CI Failing on windows 3.11

mrocklin commented 11 months ago

https://github.com/dask/dask/actions/runs/7094083759/job/19308695802?pr=10669

____________________________ test_setitem_hardmask ____________________________
[gw0] win32 -- Python 3.11.6 C:\Miniconda3\envs\test-environment\python.exe

    @pytest.mark.xfail(
        sys.platform == "win32" and PY_VERSION >= Version("3.12.0"),
        reason="https://github.com/dask/dask/issues/10604",
    )
    def test_setitem_hardmask():
        x = np.ma.array([1, 2, 3, 4], dtype=int)
        x.harden_mask()

        y = x.copy()
        assert y.hardmask

        x[0] = np.ma.masked
        x[0:2] = np.ma.masked

        dx = da.from_array(y)
        dx[0] = np.ma.masked
        dx[0:2] = np.ma.masked

>       assert_eq(x, dx)

dask\array\tests\test_array_core.py:3934: 
_ _ _ _ _ _ _ _ _ _ _ _ _ _ _ _ _ _ _ _ _ _ _ _ _ _ _ _ _ _ _ _ _ _ _ _ _ _ _ _
dask\array\utils.py:315: in assert_eq
    b, bdt, b_meta, b_computed = _get_dt_meta_computed(
dask\array\utils.py:262: in _get_dt_meta_computed
    _check_dsk(x.dask)
_ _ _ _ _ _ _ _ _ _ _ _ _ _ _ _ _ _ _ _ _ _ _ _ _ _ _ _ _ _ _ _ _ _ _ _ _ _ _ _

dsk = HighLevelGraph with 3 layers.
<dask.highlevelgraph.HighLevelGraph object at 0x25500b1fad0>
 0. array-77780c9fdd36e1630360e1a58a2f798c
 1. setitem-3b3740c2d6f44f9f55717df19bf08928
 2. setitem-1fd1e642f60c88ef4752333bec2c3e00

    def _check_dsk(dsk):
        """Check that graph is well named and non-overlapping"""
        if not isinstance(dsk, HighLevelGraph):
            return

        dsk.validate()
        assert all(isinstance(k, (tuple, str)) for k in dsk.layers)
        freqs = frequencies(concat(dsk.layers.values()))
        non_one = {k: v for k, v in freqs.items() if v != 1}
>       assert not non_one, non_one
E       AssertionError: {('array-ca2bfc119ac07031ee36eb791623951f',): 2}
E       assert not {('array-ca2bfc119ac07031ee36eb791623951f',): 2}

dask\array\utils.py:213: AssertionError
_____________________________ test_describe_empty _____________________________
[gw2] win32 -- Python 3.11.6 C:\Miniconda3\envs\test-environment\python.exe

    def test_describe_empty():
        df_none = pd.DataFrame({"A": [None, None]})
        ddf_none = dd.from_pandas(df_none, 2)
        df_len0 = pd.DataFrame({"A": [], "B": []})
        ddf_len0 = dd.from_pandas(df_len0, 2)
        ddf_nocols = dd.from_pandas(pd.DataFrame({}), 2)

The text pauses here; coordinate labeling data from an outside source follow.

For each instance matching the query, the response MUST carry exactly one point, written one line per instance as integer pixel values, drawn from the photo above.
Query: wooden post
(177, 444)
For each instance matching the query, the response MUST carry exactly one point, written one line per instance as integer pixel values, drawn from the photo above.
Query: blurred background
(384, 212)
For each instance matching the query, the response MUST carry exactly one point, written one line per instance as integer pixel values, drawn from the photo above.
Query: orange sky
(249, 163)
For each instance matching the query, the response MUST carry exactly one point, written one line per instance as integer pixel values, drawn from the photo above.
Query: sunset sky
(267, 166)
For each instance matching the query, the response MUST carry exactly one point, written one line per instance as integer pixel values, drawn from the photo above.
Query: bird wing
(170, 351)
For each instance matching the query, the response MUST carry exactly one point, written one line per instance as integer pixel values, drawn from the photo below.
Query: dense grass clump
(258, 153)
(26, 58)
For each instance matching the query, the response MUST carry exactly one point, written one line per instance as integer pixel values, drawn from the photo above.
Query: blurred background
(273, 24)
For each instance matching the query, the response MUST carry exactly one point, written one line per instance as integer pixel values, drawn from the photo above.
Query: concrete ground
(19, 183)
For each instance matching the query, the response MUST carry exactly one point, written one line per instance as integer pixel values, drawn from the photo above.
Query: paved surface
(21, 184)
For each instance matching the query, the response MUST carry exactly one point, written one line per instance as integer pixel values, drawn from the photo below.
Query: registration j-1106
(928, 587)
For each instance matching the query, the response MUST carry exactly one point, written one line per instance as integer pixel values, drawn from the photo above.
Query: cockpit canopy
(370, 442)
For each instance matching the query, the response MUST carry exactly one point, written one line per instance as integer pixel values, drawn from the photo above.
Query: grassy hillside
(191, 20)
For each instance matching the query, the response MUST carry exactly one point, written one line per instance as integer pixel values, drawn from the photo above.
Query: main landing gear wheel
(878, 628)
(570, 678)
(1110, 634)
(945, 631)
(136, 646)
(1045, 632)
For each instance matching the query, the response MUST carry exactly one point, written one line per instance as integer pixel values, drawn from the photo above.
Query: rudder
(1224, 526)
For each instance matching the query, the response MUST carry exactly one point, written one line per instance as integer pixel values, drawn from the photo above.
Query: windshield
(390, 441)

        # Pandas have different dtypes for resulting describe dataframe if there are only
        # None-values, pre-compute dask df to bypass _meta check
        assert_eq(
            df_none.describe(), ddf_none.describe(percentiles_method="dask").compute()
        )

>       with pytest.warns(RuntimeWarning):
E       Failed: DID NOT WARN. No warnings of type (<class 'RuntimeWarning'>,) were emitted.
E       The list of emitted warnings is: [].

dask\dataframe\tests\test_dataframe.py:607: Failed

hendrikmakait commented 11 months ago

During yesterday's maintainers sync, @rjzamora and @charlesbluca volunteered to investigate this.

rjzamora commented 11 months ago

Just a note that this seems similar to https://github.com/dask/dask/issues/10604 (which is currently being ignored for Python-3.12).

charlesbluca commented 11 months ago

Looking at the past few workflow runs, it seems like test_describe_empty fails much less consistently than test_setitem_hardmask, which should be addressed (along with #10604) in #10701 - are we okay with marking the test as flaky for now on Windows?

mrocklin commented 11 months ago

Checking in. What's the status here? @charlesbluca do I take it from your comment above that you're not able to resolve this without someone else (James maybe?) getting involved?

rjzamora commented 11 months ago

Checking in. What's the status here? @charlesbluca do I take it from your comment above that you're not able to resolve this without someone else (James maybe?) getting involved?

This Issue is reporting two distinct CI failures. The first failure was showing up consistently in CI, and has now addressed/closed by https://github.com/dask/dask/pull/10701. The second failure seems to be more of a flake (it does not show up often in CI, and Charles could not reproduce it locally). I'm sure Charles and I can resolve the second failure if it becomes a persistent problem, but I'd rather not prioritize it immediately.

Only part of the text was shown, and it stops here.